Ma andiamo con ordine. Durante l’attesa mi accorgo della presenza di due tenerissimi pazzi psicopatici che si aggirano nei dintorni: uno somiglia a Jerry Lewis e cammina in girotondo sciogliendosi le mani neanche avesse il morbo di Parkinson, l’altro, un nerdissimo occhialuto provvisto di capelli solo all’altezza delle tempie, percuote due bacchette di plastica. Scoprirò poco dopo che trattavasi rispettivamente di Thomas Bonvalet (aka L’Ocelle Mare) e di McCloud Zicmuse (aka Le Ton Mite), gli altri due performers della serata. Inizia L’Ocelle Mare che si esibisce semplicemente con chitarra classica e scarpe (no, non è un naturista con feticismo da calzature, ma utilizza un microfono piazzato tra i due piedi per poter amplificare lo strisciamento e il battito su due panni piazzati in terra). La sua tecnica è semplicemente mostruosa ed è messa al servizio di un progetto intelligente e particolarmente gratificante all’ascolto. Sfrutta tutta la gamma melodico-armonico-ritmica della chitarra facendo vibrare le corde (e la cassa) anche con strumenti percussivi, appoggia nacchere e collane sui panni per ottenere suoni più prolungati, soffia su un’armonica creando una tensione notevole, si dondola in maniera spastica sul seggiolino per creare un cigolìo alienante, le sue mani sulla chitarra viaggiano a una velocità impressionante. I suoi pezzi non superano mai i due minuti, tempo comunque sufficiente per farci sentire sommersi da liquido amniotico. Semplicemente un genio, che non ha niente da invidiare ai più rinomati nomi di musica contemporanea. Altrettanto geniale (e spassosissimo) è quel folle statunitense di Le Ton Mite che ci racconta le sue filastrocche naif solamente con voce, a volte chitarra, disegni e mimica gestuale. Le sue influenze sono San Francisco, le nuvole, le sardine e le patate. E’ come assistere a un clown dadaista che si esibisce alla festa di tuo figlio che compie cinque anni. Il pubblico, sebbene scarso, partecipa attivamente al concerto cantando ahahahah, ohohohoh, ihihihih, uhuhuhuh e soprattutto woooooooooooo accompagnando un autobus scolastico sulle pendici di una montagna. Esilarante il finale in cui canta “siamo tutti rincoglioniti” prendendo in giro Vasco Rossi, i concerti da stadio e i chitarristi metallari old-fashioned.
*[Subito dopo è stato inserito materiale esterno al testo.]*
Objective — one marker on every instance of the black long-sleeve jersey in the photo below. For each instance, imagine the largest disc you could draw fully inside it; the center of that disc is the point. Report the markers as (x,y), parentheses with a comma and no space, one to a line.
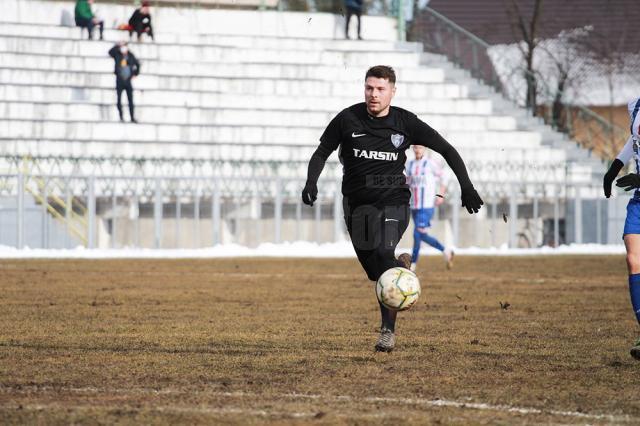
(372,152)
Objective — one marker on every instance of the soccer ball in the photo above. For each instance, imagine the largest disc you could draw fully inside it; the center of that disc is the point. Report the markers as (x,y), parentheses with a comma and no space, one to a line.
(398,289)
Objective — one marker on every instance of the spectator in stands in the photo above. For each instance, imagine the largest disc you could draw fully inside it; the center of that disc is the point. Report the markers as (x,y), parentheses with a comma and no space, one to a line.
(85,18)
(126,69)
(354,7)
(140,21)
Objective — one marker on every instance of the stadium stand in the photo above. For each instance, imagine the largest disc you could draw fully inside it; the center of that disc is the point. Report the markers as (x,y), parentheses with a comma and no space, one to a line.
(247,86)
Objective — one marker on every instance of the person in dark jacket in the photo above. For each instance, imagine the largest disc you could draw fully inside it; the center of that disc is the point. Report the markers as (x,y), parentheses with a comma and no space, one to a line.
(85,18)
(140,21)
(127,68)
(354,7)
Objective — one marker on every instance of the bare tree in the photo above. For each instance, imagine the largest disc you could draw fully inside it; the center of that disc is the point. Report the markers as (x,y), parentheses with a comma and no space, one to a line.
(604,48)
(526,28)
(567,67)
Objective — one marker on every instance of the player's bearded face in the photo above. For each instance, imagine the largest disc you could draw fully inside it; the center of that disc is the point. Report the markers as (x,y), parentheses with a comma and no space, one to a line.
(378,93)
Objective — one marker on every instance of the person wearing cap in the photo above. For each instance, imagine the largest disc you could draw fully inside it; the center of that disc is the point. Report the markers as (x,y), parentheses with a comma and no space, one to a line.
(127,68)
(140,21)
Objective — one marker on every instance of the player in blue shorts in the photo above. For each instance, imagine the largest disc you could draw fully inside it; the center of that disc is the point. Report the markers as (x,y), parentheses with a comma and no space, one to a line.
(631,234)
(426,180)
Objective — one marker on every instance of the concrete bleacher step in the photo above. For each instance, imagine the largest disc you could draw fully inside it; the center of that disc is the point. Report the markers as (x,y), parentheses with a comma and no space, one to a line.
(212,90)
(104,64)
(226,151)
(194,53)
(259,86)
(220,40)
(185,98)
(226,116)
(250,133)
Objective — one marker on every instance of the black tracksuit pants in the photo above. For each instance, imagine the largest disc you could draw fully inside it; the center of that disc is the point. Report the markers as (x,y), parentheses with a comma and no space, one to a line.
(125,85)
(375,233)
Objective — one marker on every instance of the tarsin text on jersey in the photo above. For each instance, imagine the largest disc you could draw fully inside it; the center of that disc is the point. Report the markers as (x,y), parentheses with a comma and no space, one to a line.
(375,155)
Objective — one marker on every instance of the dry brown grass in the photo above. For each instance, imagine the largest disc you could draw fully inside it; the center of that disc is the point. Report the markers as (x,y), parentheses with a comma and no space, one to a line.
(291,341)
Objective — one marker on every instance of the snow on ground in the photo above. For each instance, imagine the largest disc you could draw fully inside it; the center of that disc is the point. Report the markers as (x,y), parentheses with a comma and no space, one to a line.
(295,249)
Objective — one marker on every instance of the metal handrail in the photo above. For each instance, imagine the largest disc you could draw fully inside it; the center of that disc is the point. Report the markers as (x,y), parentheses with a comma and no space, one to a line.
(607,131)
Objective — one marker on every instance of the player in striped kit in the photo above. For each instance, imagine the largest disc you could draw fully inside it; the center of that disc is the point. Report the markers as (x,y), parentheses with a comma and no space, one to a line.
(426,180)
(631,233)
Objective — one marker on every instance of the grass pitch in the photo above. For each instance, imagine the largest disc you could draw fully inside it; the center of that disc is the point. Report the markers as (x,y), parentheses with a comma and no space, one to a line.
(496,340)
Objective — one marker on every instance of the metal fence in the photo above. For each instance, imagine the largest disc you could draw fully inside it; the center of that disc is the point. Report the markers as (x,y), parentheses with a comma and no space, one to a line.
(56,211)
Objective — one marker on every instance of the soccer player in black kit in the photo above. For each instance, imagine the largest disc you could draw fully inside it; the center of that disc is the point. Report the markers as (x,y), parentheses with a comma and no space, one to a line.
(372,138)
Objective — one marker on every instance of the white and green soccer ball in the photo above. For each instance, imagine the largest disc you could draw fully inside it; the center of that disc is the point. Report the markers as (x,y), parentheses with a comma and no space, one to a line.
(398,289)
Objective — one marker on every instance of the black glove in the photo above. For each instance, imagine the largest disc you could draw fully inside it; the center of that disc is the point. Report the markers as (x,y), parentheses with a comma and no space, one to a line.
(309,193)
(629,182)
(611,174)
(471,200)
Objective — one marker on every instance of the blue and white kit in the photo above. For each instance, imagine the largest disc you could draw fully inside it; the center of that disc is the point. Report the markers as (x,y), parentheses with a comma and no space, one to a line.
(632,149)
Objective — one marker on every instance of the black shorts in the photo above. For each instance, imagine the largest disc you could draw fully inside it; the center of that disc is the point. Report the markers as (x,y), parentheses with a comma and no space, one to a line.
(375,232)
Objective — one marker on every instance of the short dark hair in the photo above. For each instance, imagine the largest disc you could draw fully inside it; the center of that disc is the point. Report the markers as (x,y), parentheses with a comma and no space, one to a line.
(382,71)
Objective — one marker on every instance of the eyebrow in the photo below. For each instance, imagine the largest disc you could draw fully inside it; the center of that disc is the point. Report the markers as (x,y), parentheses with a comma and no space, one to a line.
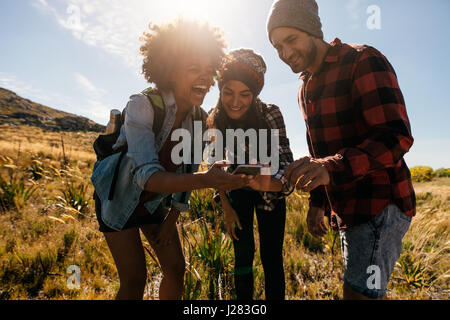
(289,37)
(243,91)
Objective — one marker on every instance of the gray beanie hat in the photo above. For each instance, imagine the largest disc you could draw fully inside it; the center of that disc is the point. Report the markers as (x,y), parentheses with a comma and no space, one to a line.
(299,14)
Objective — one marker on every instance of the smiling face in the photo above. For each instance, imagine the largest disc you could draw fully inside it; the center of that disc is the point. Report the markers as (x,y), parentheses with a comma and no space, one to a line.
(192,80)
(236,99)
(295,48)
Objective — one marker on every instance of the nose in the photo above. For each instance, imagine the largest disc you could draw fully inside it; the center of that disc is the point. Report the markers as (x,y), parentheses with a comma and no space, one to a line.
(235,102)
(287,53)
(207,77)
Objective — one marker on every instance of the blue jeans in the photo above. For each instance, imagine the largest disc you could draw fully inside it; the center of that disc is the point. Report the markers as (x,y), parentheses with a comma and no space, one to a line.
(370,251)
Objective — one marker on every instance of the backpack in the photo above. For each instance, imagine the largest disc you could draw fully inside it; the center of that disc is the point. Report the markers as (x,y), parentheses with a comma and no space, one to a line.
(103,145)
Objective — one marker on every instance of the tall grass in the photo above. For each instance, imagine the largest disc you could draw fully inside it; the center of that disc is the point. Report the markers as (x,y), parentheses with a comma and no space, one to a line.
(38,245)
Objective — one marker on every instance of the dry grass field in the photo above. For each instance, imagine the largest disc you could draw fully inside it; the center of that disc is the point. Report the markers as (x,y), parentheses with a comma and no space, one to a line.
(47,223)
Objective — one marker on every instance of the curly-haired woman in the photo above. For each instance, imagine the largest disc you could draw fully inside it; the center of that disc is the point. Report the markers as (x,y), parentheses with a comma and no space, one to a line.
(181,59)
(241,79)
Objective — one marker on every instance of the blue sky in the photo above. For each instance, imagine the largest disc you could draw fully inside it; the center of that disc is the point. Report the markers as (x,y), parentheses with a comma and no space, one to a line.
(81,56)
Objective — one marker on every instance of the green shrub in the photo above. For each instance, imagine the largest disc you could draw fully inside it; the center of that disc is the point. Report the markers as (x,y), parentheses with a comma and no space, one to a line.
(421,173)
(76,197)
(442,172)
(13,192)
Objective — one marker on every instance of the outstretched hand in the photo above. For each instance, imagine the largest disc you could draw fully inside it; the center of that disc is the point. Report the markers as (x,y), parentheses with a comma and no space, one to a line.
(222,180)
(307,173)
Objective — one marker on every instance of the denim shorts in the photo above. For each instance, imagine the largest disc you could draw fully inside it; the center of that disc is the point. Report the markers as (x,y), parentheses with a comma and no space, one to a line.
(370,251)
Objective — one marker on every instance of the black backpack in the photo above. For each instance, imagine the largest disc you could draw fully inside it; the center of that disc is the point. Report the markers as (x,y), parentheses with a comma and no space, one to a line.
(103,145)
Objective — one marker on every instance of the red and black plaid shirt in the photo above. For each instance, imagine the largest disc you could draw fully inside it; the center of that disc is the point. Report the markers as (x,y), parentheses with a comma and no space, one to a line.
(357,125)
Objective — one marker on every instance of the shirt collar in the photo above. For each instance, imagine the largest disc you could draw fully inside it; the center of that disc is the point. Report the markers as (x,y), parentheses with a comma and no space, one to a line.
(332,56)
(169,101)
(168,98)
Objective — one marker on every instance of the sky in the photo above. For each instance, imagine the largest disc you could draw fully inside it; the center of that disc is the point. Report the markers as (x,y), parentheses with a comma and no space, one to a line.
(82,56)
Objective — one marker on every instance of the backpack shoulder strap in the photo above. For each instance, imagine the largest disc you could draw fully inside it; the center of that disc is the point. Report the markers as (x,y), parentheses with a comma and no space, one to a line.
(159,108)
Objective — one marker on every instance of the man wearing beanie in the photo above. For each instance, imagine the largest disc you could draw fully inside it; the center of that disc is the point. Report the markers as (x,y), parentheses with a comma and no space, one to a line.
(357,133)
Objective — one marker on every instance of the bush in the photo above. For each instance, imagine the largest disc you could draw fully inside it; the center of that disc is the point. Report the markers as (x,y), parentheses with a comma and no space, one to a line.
(442,172)
(421,174)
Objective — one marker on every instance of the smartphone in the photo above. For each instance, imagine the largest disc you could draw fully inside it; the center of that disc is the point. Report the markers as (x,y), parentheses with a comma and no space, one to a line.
(248,169)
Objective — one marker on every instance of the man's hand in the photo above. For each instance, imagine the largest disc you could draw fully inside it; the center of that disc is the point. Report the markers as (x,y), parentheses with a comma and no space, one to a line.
(312,172)
(222,180)
(316,222)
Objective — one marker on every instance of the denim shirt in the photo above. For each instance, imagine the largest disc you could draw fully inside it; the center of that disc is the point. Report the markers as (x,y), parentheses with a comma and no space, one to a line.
(139,163)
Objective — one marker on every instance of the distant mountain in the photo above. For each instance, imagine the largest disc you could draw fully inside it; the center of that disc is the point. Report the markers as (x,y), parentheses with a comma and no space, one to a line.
(17,110)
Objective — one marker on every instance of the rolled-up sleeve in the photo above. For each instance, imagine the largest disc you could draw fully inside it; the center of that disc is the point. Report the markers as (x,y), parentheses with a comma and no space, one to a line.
(141,139)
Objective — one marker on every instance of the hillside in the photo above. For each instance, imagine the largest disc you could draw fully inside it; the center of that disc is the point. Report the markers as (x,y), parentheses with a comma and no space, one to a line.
(19,111)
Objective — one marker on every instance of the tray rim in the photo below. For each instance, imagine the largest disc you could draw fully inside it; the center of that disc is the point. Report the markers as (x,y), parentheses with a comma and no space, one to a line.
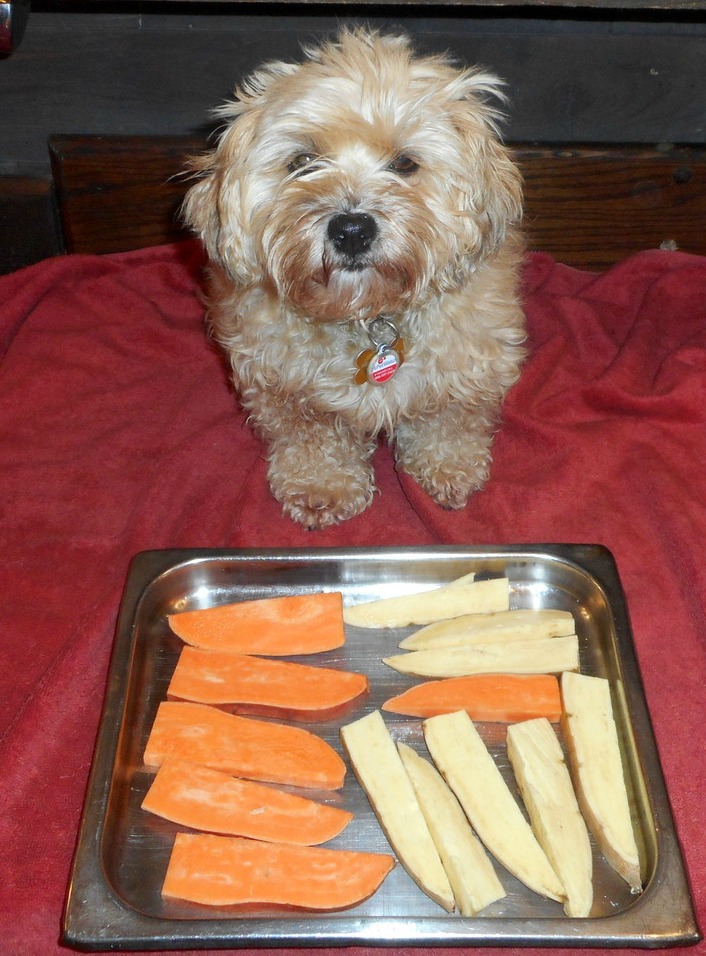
(128,929)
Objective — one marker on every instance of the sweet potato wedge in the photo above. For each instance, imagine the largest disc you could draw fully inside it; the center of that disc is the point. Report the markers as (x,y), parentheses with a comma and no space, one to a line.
(551,655)
(516,625)
(505,698)
(380,772)
(256,685)
(274,627)
(243,746)
(451,600)
(231,871)
(204,799)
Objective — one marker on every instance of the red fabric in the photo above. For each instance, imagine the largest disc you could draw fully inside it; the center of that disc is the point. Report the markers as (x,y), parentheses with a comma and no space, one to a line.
(119,432)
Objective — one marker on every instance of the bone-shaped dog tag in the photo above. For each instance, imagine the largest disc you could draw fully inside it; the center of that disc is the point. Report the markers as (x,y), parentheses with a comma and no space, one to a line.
(378,364)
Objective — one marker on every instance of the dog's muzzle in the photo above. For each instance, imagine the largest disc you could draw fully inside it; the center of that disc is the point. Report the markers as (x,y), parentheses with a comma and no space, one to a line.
(351,235)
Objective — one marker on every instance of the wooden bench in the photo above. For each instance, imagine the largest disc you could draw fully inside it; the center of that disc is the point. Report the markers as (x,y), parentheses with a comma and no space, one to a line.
(589,206)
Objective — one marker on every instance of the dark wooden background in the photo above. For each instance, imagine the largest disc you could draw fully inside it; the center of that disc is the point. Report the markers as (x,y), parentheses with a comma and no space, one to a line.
(607,73)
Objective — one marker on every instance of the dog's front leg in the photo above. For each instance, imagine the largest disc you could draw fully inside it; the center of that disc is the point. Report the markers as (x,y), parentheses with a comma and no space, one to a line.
(447,452)
(319,469)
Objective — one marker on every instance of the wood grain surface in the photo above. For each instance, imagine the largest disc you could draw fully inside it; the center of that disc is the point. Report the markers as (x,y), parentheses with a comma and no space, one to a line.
(589,206)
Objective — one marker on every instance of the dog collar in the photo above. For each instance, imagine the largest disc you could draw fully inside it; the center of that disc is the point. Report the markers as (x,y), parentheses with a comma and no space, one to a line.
(378,364)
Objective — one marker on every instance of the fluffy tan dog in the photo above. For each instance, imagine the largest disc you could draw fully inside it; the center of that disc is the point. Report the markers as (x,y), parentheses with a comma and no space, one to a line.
(360,213)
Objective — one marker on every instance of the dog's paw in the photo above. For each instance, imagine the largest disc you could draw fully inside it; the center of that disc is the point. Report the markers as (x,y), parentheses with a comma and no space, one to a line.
(449,484)
(318,504)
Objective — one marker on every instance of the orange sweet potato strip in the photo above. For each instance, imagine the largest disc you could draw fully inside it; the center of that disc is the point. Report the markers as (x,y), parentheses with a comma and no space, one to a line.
(256,685)
(275,627)
(243,746)
(494,697)
(205,799)
(231,871)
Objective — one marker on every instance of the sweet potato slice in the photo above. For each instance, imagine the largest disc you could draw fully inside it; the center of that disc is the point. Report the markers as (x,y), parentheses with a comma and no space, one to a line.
(243,746)
(274,627)
(451,600)
(230,871)
(507,698)
(256,685)
(550,655)
(204,799)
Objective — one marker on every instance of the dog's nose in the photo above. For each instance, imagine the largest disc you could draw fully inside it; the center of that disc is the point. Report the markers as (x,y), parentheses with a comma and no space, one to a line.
(352,233)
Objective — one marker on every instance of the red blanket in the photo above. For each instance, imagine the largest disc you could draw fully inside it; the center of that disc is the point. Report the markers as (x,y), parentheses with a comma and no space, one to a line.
(119,433)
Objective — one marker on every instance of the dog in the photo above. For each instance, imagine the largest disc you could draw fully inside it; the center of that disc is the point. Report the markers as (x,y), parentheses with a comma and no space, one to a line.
(362,219)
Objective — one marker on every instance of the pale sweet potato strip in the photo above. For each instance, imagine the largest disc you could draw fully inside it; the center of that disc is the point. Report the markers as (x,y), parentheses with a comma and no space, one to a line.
(261,686)
(230,871)
(243,746)
(275,627)
(204,799)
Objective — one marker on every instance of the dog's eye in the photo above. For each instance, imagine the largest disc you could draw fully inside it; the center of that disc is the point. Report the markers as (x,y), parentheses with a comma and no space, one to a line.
(301,163)
(403,165)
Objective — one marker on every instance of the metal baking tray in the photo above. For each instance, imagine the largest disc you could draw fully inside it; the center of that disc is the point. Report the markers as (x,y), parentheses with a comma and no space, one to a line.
(114,897)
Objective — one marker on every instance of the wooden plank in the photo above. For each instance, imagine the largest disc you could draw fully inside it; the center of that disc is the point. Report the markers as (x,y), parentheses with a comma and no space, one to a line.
(591,206)
(588,206)
(119,192)
(29,230)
Il tempo che gli Chevreuil montino il loro celebre set (quattro ampli, in mezzo ai quali vengono posizionati batteria, tastiera e frigo portatile a mo’ di sgabello) in mezzo alla sala e si cambia di nuovo totalmente atmosfera. Il duo di Nantes ha all’attivo quattro album (l’ultimo “Capoeira” e il precedente sono prodotti da Steve Albini) ed è fautore di un potente prog core senza fronzoli e senza alcuna concessione al virtuosismo. Mentre il lungagnone Julien F picchia forsennatamente la malcapitata batteria (sollevando il rullante tra le gambe, inclinando pericolosamente il charleston e rinfrescandosi la faccia con l’accqua sulla pelle del rullante) il minuto Tony C lavora su chitarra (ad altezza collo) e tastiera tramite due loop-machine stratificando pattern di suoni distorti e sofisticati come fosse una torta millefoglie. Sbalorditivo. Guardare Le Ton Mite che assiste convinto alla performance è uno spettacolo nello spettacolo. La singolare logistica dell’impianto permette al pubblico di essere circondato dal suono e dalla potenza dei due, un’esperienza davvero unica che insieme a quella delle altre due esibizioni (e grazie anche al pubblico esigue) mi ha un po’ fatto sentire come le due protagoniste di “Mulholland Drive” mentre assistono allo spettacolo di teatro d’avanguardia. Peccato per gli altri tre milioni di romani che se lo sono perso.